Arthur Brooks of the American Enterprise Institute suggests in a new National Review article that a key reason for conservatives’ recent electoral frustration stems from the fact that “President Obama won because his philosophy is in tune with what has become the conventional wisdom.” Brooks says those who love freedom should pursue the goal of replacing that ill-informed conventional wisdom with three truths.

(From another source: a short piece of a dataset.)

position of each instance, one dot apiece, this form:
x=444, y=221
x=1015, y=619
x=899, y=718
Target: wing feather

First, we need a fairer economy. While some redistribution will always be necessary to pay for a functioning government, fairness comes only from demanding that people earn what they possess, rewarding merit, and creating opportunity. So we must encourage the public to understand the fair society as one that militantly rejects cronyism, looks for ways to increase opportunity, and completely repudiates the notion that there is something inherently wrong with being rich. Redistribution should be undertaken with regret and apology, not self-righteous bureaucratic arrogance. Envy should be shameful.

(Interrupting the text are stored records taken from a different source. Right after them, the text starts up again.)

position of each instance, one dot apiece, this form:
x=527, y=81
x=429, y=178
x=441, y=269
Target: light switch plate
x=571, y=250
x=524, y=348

Second, an entitlement society will ruin our country. And not just economically, but morally. An entitlement society necessitates coercive redistribution from our neighbors and our children. It steals our future and makes America undesirable for the world’s strivers. Further, it compromises a safety net meant only for the indigent and the most vulnerable, as middle-class citizens and corporations come to rely on it as well. Unearned government transfers must not be a form of income that is morally equivalent to paychecks.

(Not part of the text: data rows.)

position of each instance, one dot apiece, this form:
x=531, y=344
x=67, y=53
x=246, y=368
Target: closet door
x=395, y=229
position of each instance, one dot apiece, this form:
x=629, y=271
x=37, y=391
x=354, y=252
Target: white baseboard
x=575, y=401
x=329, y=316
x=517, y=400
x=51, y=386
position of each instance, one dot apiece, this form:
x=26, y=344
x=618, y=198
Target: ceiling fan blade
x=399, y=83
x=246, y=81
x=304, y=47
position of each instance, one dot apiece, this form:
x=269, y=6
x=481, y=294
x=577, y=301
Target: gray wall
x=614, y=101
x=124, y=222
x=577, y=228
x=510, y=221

Third, we do not tolerate a government that dispenses discrimination and picks winners. A good government enforces property rights and upholds the rule of law. When it intervenes in markets, it does so to establish a basic safety net for the poorest Americans, to create equal opportunity (for example, in education), and to sort out market failures when it can do so cost-effectively. The government should be the source of law and justice — not of favors, power, wealth, or prestige.